無印のシングルベッドを組み立てていた。組み立てたが、自分のものではない。


1/17(日) 天気:くもり

姫野カオルコ「変奏曲」読了。

空腹感というのは、なぜこうも鬱陶しいのだろう。食べること自体は嫌いではない。むしろ好きなほうだ。ただ、食べたくない時に無理に食べることほどストレスになることはない。

コンセントに繋いで使うCDプレイヤーのほかに、単三乾電池2本で起動するCDプレイヤーを持っているが、こっちは数えるほどしか使っていない。いつだか、渋谷のタワーレコードで買ったものだ。Bluetoothが搭載されている変わり物なのだが、この機能も数えるほどしか使っていない。なぜ買ったのだろう。


1/18(月) 天気:晴れ

湯を沸かし、インスタントコーヒーを2杯あおり、暖を取った。なんとなく歩きたい気分になり、家を出た。計算が正しければ、4日ぶりの外出になる。まあ、外出といえるほど、たいそうな規模ではないのだけど。

川面が陽光を反射して煌めいていた。地平線が仄かに白んでいるが、冬うららと呼んで差し支えない、冴えざえとした様相を呈していた。

改築中の家を横目に、あれがジャングルジムだったらいいのになと、ぼんやり思った。

参道脇の小さな店で、クレープを買い食いしている高校生二人組がいて、いいなと思った。

いつもの図書館に寄った。4冊借りた。

駅に寄り、歌広場で1時間潰した。

よく歩いた。復路で一つ詩を書いた。

アルベール・カミュ「異邦人」読了。


1/19(火) 天気:晴れ

PCでスパイダーソリティアをしていたら2時半を過ぎていた。昔、祖母の家のPCでよくやっていたのを思いだした。祖母に会いたくなった。

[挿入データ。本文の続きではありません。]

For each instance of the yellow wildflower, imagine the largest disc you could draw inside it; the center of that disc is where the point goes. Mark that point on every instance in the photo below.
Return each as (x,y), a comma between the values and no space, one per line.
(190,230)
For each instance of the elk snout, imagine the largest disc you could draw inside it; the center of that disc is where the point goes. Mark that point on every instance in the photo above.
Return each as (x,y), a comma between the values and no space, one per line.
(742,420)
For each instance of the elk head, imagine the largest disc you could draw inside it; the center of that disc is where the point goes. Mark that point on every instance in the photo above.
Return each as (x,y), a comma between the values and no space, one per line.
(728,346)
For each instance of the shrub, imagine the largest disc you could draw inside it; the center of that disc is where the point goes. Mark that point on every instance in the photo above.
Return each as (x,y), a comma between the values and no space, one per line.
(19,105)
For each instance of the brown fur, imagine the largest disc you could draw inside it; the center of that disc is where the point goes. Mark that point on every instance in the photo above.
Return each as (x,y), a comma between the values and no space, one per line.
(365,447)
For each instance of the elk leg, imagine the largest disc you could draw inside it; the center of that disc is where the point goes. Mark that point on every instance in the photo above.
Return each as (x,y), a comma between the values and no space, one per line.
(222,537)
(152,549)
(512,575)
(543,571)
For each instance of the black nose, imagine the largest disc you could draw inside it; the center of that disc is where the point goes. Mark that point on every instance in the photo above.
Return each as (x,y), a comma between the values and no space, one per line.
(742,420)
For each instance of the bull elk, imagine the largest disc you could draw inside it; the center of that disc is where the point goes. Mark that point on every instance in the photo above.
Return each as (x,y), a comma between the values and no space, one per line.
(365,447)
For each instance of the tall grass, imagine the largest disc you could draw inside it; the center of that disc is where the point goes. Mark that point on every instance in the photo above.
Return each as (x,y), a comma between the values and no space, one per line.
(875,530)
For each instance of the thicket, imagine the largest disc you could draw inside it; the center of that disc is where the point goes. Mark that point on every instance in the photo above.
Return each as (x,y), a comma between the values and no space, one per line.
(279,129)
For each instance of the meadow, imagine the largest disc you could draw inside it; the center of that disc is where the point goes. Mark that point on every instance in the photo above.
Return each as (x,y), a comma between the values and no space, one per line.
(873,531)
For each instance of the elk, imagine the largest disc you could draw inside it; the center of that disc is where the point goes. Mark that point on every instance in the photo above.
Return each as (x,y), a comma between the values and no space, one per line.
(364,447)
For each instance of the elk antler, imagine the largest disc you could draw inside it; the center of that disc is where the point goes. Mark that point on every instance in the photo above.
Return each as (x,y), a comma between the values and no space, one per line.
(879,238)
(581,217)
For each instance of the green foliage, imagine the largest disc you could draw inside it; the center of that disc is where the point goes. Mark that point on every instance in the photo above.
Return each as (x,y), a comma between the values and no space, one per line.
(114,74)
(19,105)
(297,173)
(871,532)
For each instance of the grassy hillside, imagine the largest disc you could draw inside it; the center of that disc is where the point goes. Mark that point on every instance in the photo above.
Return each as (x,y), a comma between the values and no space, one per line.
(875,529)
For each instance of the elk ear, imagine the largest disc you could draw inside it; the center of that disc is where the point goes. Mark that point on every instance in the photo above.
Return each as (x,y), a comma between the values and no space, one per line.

夢をみた。切り立った崖から落ちる夢だった。踏み外したのか、みずからの意志で身を拋ったのかは定かではない。ただ、転落中、空と大地が逆だったらいいのにな、せめて重力がなければな、と思った。大地よりも、空に吸い込まれたい、呑み込まれたい、そしていっそ、融けてしまいたい、と思った。空が好きだから。

村田沙耶香「変半身」読了。


1/20(水) 天気:晴れ

夜釣十六「楽園」読了。

もし失明したら、ということを時々考える。目に限らず、自分のからだのどこかが突然機能しなくなった時のことを想像する。昔、どこかのお寺で戒壇廻りを体験した。胎内巡りともいうらしい。暗闇の中を歩くというものだ。怖いというより、心細いと思ったような気がする。


1/21(木) 天気:晴れ

『わたしには今苦痛がある許り、

さうしてそのほかは何も望まない。

苦痛はわたしに忠実だつた、

さうして今でも忠実だ。

何故わたしは苦痛に対して腹を立てたか、

魂がわたしの心の底を搗き砕いたあの時に

わたしの側に坐つてゐたのは彼ではなかつたか?

おお、苦痛よ、やうやくわたしはお前を尊敬するやうになつて来た。

お前は死ぬまでわたしを去らぬことを

やうやくわたしは知ることが出来た。

ああ!つまりお前は美しいのだ、

お前はわたしの哀れな暗い心の中の囲炉裏の側から

去つたことのない人たちのやうだ。

おおわたしの苦痛よ、お前は恋人以上だ

何故なれば、わたしは知つてゐる

わたしの断末魔の時も

お前はわたしと一緒に病床にゐることを

おお苦痛よ、もつと深くわたしの心に食ひ入らうとして。』

(フランシス・ジャム『苦痛を愛する為の祈り』訳:堀口大學



これほど孤独を感じる詩が、あっていいのか。